Purity during engagement


#1

Hey guys,

I’m a regular here but my other username is my full name (stupid) and I’m too embarrassed to post this under it. I’ve posted here once before about a similar issue.

This will probably be a little incoherent, but basically, I’m getting married in 5 months, and my fiance and I are having a terribly difficult time staying chaste. We are both Catholic, go to Mass and Confession weekly, and have been getting counsel from our priest regularly.

The first year of our relationship we had no problems in this area… but after a year we started going “too far” and it’s been a struggle ever since. There have been a lot of ups and downs… we’d be good for a while and then we’d mess up and fall into the habit again. We don’t take it lightly and we’ve been trying SO hard to stop and set boundaries, but I feel like we’ve gone so far so many times that it’s really hard to see the lines clearly now.

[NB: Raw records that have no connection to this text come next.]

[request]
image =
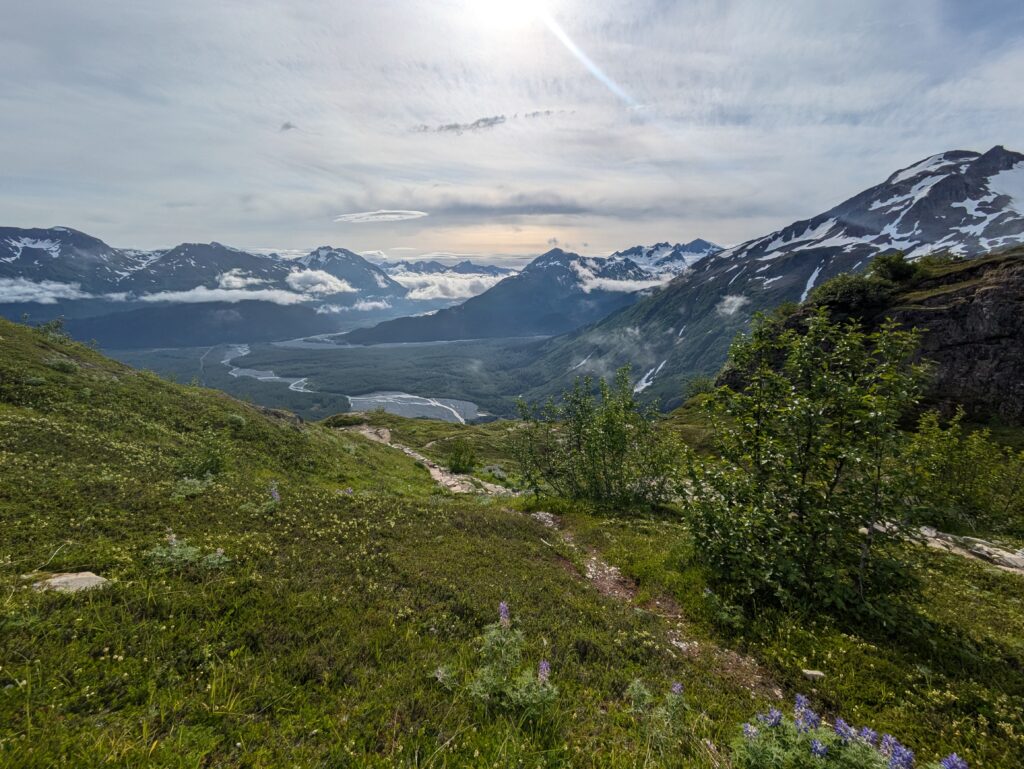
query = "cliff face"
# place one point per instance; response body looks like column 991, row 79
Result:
column 972, row 315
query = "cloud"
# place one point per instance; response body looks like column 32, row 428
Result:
column 317, row 282
column 43, row 292
column 364, row 305
column 460, row 128
column 730, row 304
column 369, row 217
column 201, row 295
column 238, row 279
column 755, row 115
column 453, row 286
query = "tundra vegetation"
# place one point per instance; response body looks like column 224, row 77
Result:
column 286, row 593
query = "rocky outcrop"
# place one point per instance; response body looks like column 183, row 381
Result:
column 972, row 317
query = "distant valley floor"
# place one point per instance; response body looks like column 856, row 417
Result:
column 456, row 381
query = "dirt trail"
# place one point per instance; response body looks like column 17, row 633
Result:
column 453, row 481
column 609, row 581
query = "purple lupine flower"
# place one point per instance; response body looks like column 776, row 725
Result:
column 773, row 718
column 868, row 735
column 807, row 720
column 952, row 761
column 802, row 703
column 844, row 730
column 901, row 758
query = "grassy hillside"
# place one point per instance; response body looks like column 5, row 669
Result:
column 314, row 643
column 313, row 639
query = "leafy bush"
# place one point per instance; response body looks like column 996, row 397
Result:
column 777, row 741
column 187, row 488
column 604, row 449
column 177, row 555
column 698, row 385
column 62, row 365
column 966, row 480
column 660, row 721
column 806, row 503
column 893, row 267
column 852, row 294
column 501, row 681
column 939, row 259
column 461, row 458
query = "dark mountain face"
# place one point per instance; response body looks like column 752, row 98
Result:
column 961, row 202
column 194, row 293
column 353, row 269
column 208, row 264
column 66, row 256
column 557, row 292
column 432, row 267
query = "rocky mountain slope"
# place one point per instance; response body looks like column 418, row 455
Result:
column 555, row 293
column 193, row 293
column 971, row 315
column 962, row 202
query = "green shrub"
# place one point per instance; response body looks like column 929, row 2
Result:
column 698, row 385
column 187, row 488
column 501, row 681
column 237, row 423
column 893, row 267
column 806, row 504
column 851, row 293
column 606, row 449
column 62, row 365
column 662, row 721
column 804, row 741
column 177, row 555
column 461, row 458
column 966, row 480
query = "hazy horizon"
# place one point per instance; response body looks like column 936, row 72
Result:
column 483, row 128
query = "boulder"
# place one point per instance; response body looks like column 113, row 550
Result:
column 72, row 582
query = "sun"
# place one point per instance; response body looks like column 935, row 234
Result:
column 505, row 14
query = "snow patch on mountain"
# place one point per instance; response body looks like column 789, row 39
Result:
column 648, row 379
column 1010, row 183
column 317, row 282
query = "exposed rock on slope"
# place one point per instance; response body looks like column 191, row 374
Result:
column 962, row 202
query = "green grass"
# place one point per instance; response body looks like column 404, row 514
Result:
column 315, row 643
column 945, row 674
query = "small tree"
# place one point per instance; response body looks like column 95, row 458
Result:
column 603, row 449
column 965, row 479
column 806, row 503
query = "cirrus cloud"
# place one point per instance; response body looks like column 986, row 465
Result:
column 370, row 217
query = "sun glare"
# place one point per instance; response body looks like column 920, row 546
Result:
column 505, row 14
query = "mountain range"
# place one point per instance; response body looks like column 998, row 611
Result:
column 557, row 292
column 197, row 293
column 669, row 310
column 958, row 202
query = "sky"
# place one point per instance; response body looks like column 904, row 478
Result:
column 492, row 128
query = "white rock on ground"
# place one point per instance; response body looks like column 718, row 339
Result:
column 72, row 582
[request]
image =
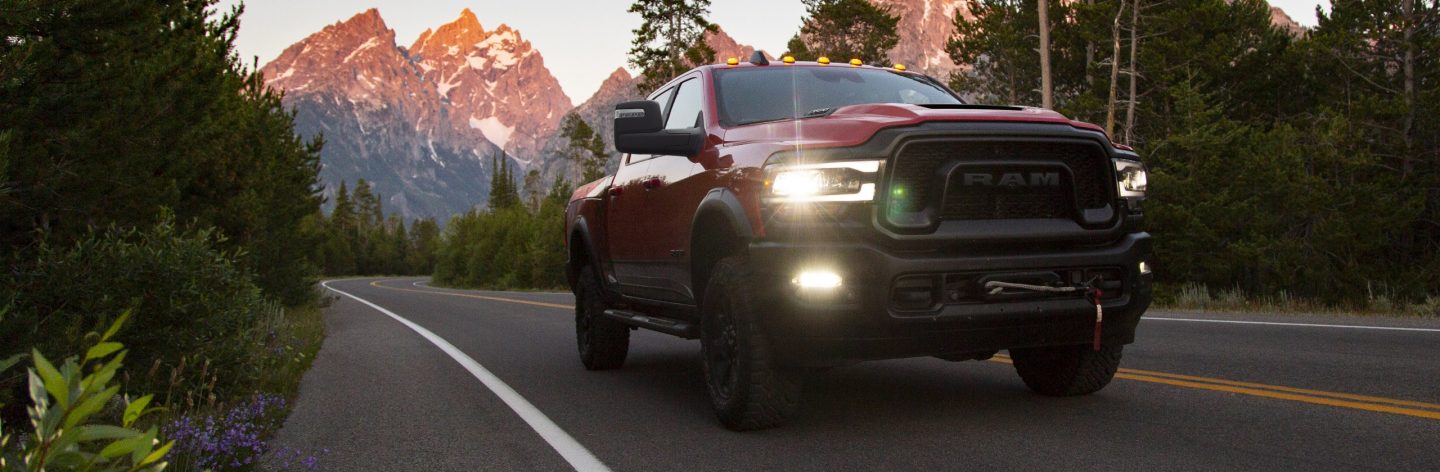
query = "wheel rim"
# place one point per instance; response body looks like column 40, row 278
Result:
column 722, row 347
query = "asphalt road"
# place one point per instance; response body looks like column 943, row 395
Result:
column 496, row 384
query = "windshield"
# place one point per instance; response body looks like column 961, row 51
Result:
column 766, row 94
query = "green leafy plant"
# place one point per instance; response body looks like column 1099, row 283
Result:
column 68, row 416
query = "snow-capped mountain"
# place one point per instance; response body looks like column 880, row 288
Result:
column 422, row 124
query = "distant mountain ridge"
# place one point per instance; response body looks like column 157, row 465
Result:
column 424, row 123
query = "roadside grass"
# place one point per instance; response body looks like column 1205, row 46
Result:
column 1378, row 302
column 238, row 435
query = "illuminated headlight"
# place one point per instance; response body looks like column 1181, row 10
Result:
column 825, row 182
column 817, row 279
column 1131, row 180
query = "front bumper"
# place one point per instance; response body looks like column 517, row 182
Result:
column 861, row 321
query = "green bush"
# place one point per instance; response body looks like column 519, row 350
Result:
column 66, row 418
column 506, row 248
column 196, row 310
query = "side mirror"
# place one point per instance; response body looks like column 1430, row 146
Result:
column 640, row 128
column 638, row 117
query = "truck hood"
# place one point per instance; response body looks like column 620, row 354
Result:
column 854, row 124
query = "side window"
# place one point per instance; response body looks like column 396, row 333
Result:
column 663, row 98
column 686, row 110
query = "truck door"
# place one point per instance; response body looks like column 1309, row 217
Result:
column 628, row 225
column 671, row 193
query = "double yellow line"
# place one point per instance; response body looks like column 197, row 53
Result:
column 1345, row 400
column 1335, row 399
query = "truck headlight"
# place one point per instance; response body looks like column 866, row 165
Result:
column 1131, row 180
column 824, row 182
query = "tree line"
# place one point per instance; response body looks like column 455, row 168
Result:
column 1306, row 164
column 1283, row 163
column 147, row 170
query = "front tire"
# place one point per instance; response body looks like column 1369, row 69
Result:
column 602, row 341
column 749, row 389
column 1069, row 370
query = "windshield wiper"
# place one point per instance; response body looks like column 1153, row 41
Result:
column 818, row 112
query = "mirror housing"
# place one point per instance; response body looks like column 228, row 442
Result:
column 640, row 128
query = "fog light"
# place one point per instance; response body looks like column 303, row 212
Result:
column 817, row 279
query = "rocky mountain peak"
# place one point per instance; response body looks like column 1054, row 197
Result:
column 727, row 48
column 448, row 38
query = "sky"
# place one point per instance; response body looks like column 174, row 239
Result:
column 582, row 41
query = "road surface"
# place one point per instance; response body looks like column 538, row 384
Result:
column 415, row 377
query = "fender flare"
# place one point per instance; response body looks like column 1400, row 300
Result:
column 729, row 206
column 582, row 229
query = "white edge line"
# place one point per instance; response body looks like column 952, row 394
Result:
column 572, row 451
column 1293, row 324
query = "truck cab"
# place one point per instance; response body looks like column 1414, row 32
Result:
column 802, row 215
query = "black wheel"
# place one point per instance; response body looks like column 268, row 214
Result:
column 602, row 341
column 1070, row 370
column 748, row 387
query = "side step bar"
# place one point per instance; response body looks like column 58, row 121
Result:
column 666, row 325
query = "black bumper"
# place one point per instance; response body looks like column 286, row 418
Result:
column 861, row 320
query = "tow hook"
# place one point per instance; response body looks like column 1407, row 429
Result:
column 1090, row 289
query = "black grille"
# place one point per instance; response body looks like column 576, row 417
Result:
column 1080, row 167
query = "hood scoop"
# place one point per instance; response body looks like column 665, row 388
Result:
column 972, row 107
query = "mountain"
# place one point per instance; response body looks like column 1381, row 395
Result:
column 1285, row 22
column 726, row 46
column 422, row 124
column 925, row 26
column 496, row 81
column 596, row 111
column 621, row 87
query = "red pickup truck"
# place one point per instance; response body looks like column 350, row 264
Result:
column 799, row 216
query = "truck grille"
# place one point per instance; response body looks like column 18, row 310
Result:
column 995, row 180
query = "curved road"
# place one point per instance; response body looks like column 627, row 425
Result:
column 415, row 377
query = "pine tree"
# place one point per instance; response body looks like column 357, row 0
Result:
column 997, row 46
column 670, row 39
column 585, row 147
column 118, row 111
column 846, row 29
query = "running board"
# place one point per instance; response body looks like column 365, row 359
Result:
column 666, row 325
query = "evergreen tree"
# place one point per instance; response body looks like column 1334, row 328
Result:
column 503, row 192
column 114, row 112
column 670, row 39
column 998, row 48
column 585, row 147
column 846, row 29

We wanted to wait until marriage for sex so badly… and we lost our virginity to each other a couple of months ago… we stopped immediately… it happened again last month, and then last night. I can’t believe it’s gotten to this point and we’re both so discouraged and disappointed.

We both know how wrong it is, but staying completely chaste and pure at his point feels so impossible right now. I love him so much and we have a great friendship and I’m excited to be his wife soon. I feel like this is tainting everything and I’m so frustrated.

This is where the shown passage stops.